Yakın dönemde yaşanan pek çok karmaşık hadisenin planlanmasında etkili olan ve halen de içinden geçilen kırılgan sürece değişik boyutlarda katkı sağladığı bilinen bu yapılanmanın tümüyle açığa çıkarılması için sorumluluk sahibi herkes cesaretle davranmalıdır. Daha önce de örnekleri yaşandığı şekliyle, darbeci yapılanmaları risk oluşturacağı gerekçesiyle görmezden gelmek, üzerlerine gitmemek ileride tehlikenin daha da azmanlaşmasına ve bir biçimde sorumluluktan kaçanların felaketine neden olmaktadır. Bu yüzden görünür bedeli ne olursa olsun, başlatılan süreç devam ettirilmeli ve bu kirli yapılanma son unsurlarına kadar dağıtılmalıdır. Ne ortamın daha fazla gerilmemesi, ne kapatma davası, ne de istikrarsızlık faktörleri darbe hukuksuzluğunun üstünün örtülmesi için mazeret oluşturmamalıdır.

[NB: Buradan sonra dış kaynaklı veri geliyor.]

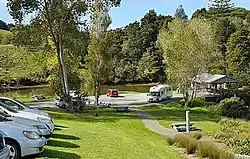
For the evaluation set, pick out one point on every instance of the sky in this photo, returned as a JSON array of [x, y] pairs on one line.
[[132, 10]]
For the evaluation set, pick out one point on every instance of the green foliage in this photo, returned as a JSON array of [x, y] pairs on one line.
[[236, 135], [180, 44], [150, 67], [187, 142], [238, 54], [224, 28], [18, 63], [171, 140], [180, 13], [233, 108], [197, 102], [5, 37], [208, 149]]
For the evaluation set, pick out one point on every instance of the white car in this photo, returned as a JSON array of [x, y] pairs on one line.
[[21, 141], [43, 128], [17, 105], [28, 115]]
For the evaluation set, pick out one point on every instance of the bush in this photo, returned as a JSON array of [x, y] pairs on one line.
[[240, 146], [171, 140], [196, 135], [208, 149], [187, 142], [233, 108], [198, 102]]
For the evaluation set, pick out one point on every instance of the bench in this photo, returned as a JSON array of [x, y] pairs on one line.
[[181, 127], [121, 109], [38, 97], [180, 124]]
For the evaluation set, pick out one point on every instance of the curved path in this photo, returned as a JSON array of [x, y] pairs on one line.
[[153, 125]]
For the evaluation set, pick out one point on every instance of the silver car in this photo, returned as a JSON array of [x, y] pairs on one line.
[[4, 108], [21, 140], [17, 105], [4, 151]]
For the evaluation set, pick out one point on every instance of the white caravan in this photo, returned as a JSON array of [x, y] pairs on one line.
[[159, 93]]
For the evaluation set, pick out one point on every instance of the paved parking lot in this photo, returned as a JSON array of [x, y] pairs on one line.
[[123, 99]]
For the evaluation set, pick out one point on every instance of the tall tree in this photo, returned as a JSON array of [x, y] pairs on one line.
[[238, 55], [98, 58], [59, 18], [220, 8], [224, 28], [180, 13], [181, 43], [3, 25]]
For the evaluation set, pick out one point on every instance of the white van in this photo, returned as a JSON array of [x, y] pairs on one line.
[[159, 93]]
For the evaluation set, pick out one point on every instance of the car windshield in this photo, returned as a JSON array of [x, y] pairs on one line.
[[8, 107], [22, 104], [154, 93]]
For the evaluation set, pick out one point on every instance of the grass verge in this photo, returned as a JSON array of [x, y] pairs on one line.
[[110, 135]]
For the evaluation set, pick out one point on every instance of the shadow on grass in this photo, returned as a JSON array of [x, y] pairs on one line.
[[66, 137], [60, 126], [48, 153], [65, 144], [57, 129]]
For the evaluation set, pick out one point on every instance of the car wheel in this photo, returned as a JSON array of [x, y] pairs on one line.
[[15, 151]]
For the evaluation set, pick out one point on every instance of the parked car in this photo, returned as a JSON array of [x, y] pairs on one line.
[[27, 115], [43, 128], [21, 140], [101, 104], [112, 93], [17, 105], [4, 151]]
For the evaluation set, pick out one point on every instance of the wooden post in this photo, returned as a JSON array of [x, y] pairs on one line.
[[187, 122]]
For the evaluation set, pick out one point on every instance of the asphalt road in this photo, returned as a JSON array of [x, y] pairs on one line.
[[123, 99]]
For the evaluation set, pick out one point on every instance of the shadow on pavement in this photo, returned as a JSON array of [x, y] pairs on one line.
[[66, 137], [65, 144]]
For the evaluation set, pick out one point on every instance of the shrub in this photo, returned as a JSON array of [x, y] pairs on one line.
[[197, 102], [187, 142], [240, 146], [196, 135], [233, 108], [171, 140], [208, 149]]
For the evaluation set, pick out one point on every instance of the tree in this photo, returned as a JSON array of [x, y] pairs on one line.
[[150, 67], [98, 59], [238, 55], [180, 44], [3, 25], [180, 13], [220, 8], [223, 30], [59, 18], [200, 13]]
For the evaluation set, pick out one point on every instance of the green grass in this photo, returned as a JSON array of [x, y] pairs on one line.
[[173, 112], [110, 135]]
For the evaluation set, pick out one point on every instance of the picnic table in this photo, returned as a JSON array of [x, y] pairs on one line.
[[124, 108]]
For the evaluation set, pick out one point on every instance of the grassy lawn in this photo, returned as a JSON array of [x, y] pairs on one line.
[[110, 135], [173, 112]]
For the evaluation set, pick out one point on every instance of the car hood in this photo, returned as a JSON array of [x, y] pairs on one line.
[[29, 115], [25, 121]]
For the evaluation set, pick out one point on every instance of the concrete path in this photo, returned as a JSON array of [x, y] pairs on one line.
[[153, 125]]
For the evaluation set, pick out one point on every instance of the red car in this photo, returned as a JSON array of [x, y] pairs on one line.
[[112, 93]]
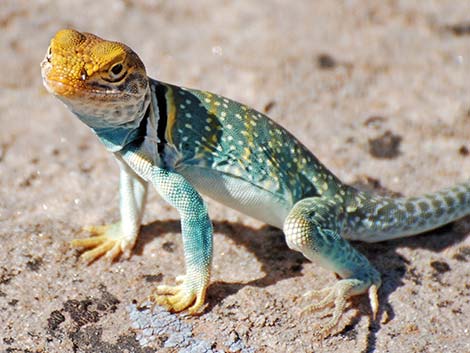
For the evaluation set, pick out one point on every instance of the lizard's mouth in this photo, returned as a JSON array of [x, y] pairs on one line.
[[58, 85]]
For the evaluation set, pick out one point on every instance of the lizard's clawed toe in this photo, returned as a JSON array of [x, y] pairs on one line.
[[107, 241]]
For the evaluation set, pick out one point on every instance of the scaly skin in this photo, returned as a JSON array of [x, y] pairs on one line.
[[185, 142]]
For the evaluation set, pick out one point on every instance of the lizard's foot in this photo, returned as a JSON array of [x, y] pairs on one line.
[[108, 241], [186, 295], [337, 296]]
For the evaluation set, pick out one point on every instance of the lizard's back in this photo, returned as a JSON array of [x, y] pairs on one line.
[[219, 144]]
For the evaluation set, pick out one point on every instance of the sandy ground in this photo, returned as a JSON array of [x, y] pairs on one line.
[[378, 90]]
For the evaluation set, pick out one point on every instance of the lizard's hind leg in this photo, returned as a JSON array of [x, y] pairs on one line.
[[313, 227]]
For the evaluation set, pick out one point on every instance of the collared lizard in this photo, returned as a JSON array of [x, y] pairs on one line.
[[185, 142]]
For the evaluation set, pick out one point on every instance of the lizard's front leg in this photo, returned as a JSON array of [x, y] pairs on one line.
[[196, 230], [113, 239]]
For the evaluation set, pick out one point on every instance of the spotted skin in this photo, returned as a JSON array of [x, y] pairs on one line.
[[185, 142]]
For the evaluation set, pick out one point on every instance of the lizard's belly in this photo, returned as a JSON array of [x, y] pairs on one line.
[[239, 194]]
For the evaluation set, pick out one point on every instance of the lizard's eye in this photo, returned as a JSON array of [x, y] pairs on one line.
[[116, 72]]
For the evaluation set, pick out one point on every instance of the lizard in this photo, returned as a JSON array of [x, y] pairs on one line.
[[187, 143]]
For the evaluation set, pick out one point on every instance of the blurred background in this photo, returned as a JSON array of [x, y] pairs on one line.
[[378, 90]]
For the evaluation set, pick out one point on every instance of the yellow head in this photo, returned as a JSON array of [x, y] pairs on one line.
[[101, 80]]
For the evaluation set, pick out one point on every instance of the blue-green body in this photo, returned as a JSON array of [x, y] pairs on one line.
[[191, 142]]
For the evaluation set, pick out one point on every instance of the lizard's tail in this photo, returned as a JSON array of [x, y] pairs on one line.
[[375, 218]]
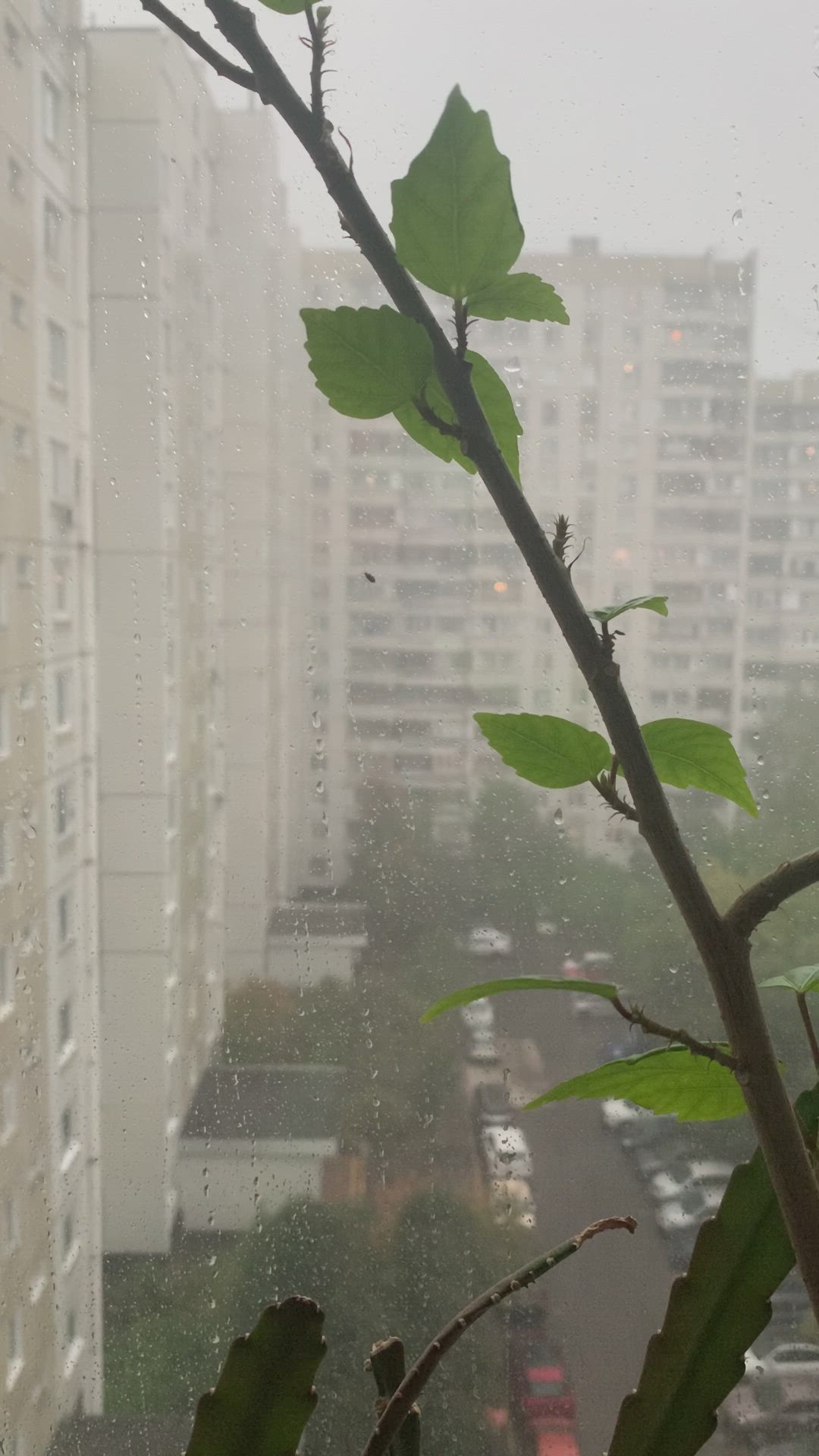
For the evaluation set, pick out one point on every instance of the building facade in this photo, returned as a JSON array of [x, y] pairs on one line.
[[50, 1218]]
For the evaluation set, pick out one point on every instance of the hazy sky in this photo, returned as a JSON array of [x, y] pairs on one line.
[[661, 127]]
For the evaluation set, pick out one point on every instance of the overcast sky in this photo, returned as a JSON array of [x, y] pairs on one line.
[[659, 127]]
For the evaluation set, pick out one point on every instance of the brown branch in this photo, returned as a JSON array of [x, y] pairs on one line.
[[414, 1382], [197, 42], [725, 954], [808, 1024], [654, 1028], [770, 893]]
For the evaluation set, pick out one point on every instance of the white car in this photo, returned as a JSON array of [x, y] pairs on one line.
[[689, 1210], [670, 1183], [506, 1152], [484, 940]]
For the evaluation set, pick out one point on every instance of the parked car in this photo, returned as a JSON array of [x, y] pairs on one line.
[[672, 1181], [513, 1203], [479, 1015], [689, 1210], [507, 1152], [484, 940]]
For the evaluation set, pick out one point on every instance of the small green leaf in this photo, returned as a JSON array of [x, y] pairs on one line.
[[264, 1395], [697, 756], [453, 216], [287, 6], [657, 604], [494, 400], [545, 750], [802, 979], [714, 1313], [518, 296], [368, 362], [670, 1079], [518, 983]]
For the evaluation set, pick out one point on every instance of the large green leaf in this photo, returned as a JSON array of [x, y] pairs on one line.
[[802, 979], [670, 1079], [697, 756], [545, 750], [368, 362], [264, 1395], [453, 216], [518, 296], [659, 604], [518, 983], [714, 1315], [494, 400]]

Öte yandan darbeci faaliyetlerin odağındaki isimlerin suçlarını hafifletmeye yönelik olarak başını CHP'nin çektiği ve medyanın da büyük ölçüde destek verdiği kirli bir kampanya yürütülmesi de ilginç bir görüntü oluşturmaktadır. Darbeci dayanışmanın açık bir tezahürü olan bu kampanyanın sürdürücülerine baktığımızda hukuksuzluğa kılıf bulma çabasının belirleyiciliği görülmektedir. Şaibeli, kirli faaliyetlerin odağındaki bir sürü ismin "ülkenin saygın aydınları ve sivil toplum örgütü yöneticileri", "ülkeye hizmet etmiş komutanlar" vb. sıfatlarla taltif edilmeye çalışıldığını ibretle izliyoruz.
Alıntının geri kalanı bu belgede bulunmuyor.